Idaho Culinary Schools
With 1.6 million people in this large state, Idaho is a fairly sparsely populated state. However, there are still plenty of excellent restaurants here. Many of Idaho's highest-ranked restaurants are in its biggest cities, which include Boise, Nampa, and Meridian.
Idaho is known for being the potato state, so chefs here have access to some of the freshest and best potatoes in the country. Restaurants like Stax, Joel's, and the Red Bento all feature local and fresh food. In addition to the culinary opportunities here, the cost of living is 6% lower than the national average. This can make it easier to get by on a student or new chef salary.
If you want to get a culinary degree or certificate in Idaho, there are four schools you can choose to attend. These schools are located throughout the state, making a culinary degree accessible for almost everyone. The average cost of tuition in Idaho is $4,488, and Idaho students can earn an impressive average scholarship of $2,214.
Before you can choose a program, you have to decide what type of degree you want. You can earn a certificate, Associate's degree, or Bachelor's degree in Idaho.

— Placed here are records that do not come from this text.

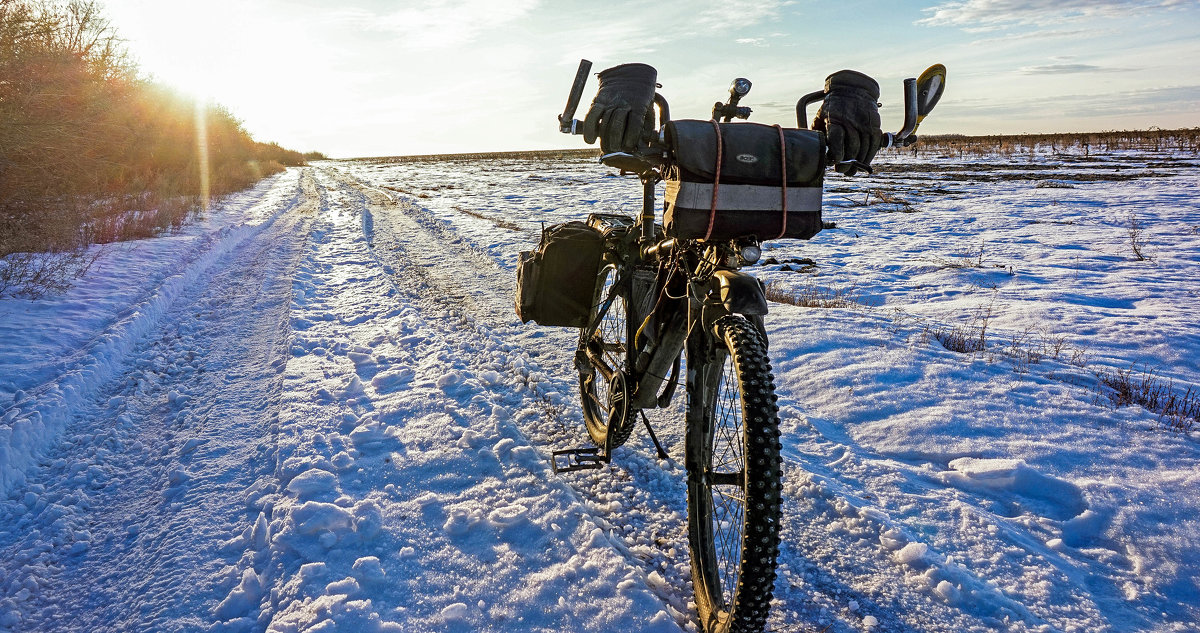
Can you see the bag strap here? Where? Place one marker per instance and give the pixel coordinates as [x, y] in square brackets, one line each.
[783, 170]
[717, 181]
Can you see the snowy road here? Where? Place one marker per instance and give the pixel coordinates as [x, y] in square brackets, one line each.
[316, 409]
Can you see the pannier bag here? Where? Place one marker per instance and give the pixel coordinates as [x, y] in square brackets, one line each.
[741, 180]
[556, 283]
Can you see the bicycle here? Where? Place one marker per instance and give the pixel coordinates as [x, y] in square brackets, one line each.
[664, 294]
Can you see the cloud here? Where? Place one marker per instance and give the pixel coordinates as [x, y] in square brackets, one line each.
[1009, 37]
[1069, 68]
[738, 13]
[976, 14]
[441, 24]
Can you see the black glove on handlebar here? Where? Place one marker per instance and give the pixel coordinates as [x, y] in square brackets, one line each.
[619, 110]
[850, 118]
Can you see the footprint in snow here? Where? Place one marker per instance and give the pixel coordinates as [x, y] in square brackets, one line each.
[1015, 482]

A certificate generally takes about one year, while an Associate's degree takes two years. If you decide to pursue a Bachelor's degree in culinary arts, you can expect it to take about four years.
All culinary arts programs start with a strong foundation of basic culinary skills, which you then build on and improve throughout the course of your education. You may have to learn about knife skills, food prep, how to handle different types of protein, and what food pairings work well together.
A good portion of your culinary program will be spent on hands-on skills. When you get a kitchen chef job, you'll need to be able to carry out tasks promptly, efficiently, and correctly. You will also be expected to adhere to Idaho food safety regulations.
There are a variety of career options for you after you complete your culinary program. Restaurants are the most popular employers of chefs, as the Bureau of Labor Statistics indicates that 46% of chefs work in restaurants. If you would prefer to work in quieter setting, consider working for a catering company or becoming a private chef. If you are up for the challenge of owning your own business, you can own your own restaurant or catering company. This involves hiring staff, paying bills, and managing a budget in addition to being a chef.
There are lots of large culinary employers in Idaho, including Panda Restaurant Group, Grimaldi's Pizzeria, and Holiday Retirement.
Idaho has no licensing or certification requirements for cooks and chefs, which allows you to start your career as soon as you graduate from your culinary program. Your employer may require you to prove that you are knowledgeable in Idaho's food safety laws and restrictions.
If you want to be able to prove your level of expertise to potential employers, consider applying for American Culinary Federation certification. You can select a specific field of certification, which you achieve after passing the required skills and written exam.
Salaries in Idaho differ significantly from chef to chef. In general, executive chefs are the highest paid in the field, followed by sous chefs, specialty chefs, and line chefs. In general, the more experience you have, the more earning potential you have.
As a chef or cook in Idaho, you can look forward to a favorable job outlook through 2020. Cooks are in great demand, with an anticipated job growth of 27% through 2020 (O*Net, 2010). This is more than twice the national average. Chefs can expect an approximate job opening increase of 8% between 2010 and 2020 (O*Net, 2010).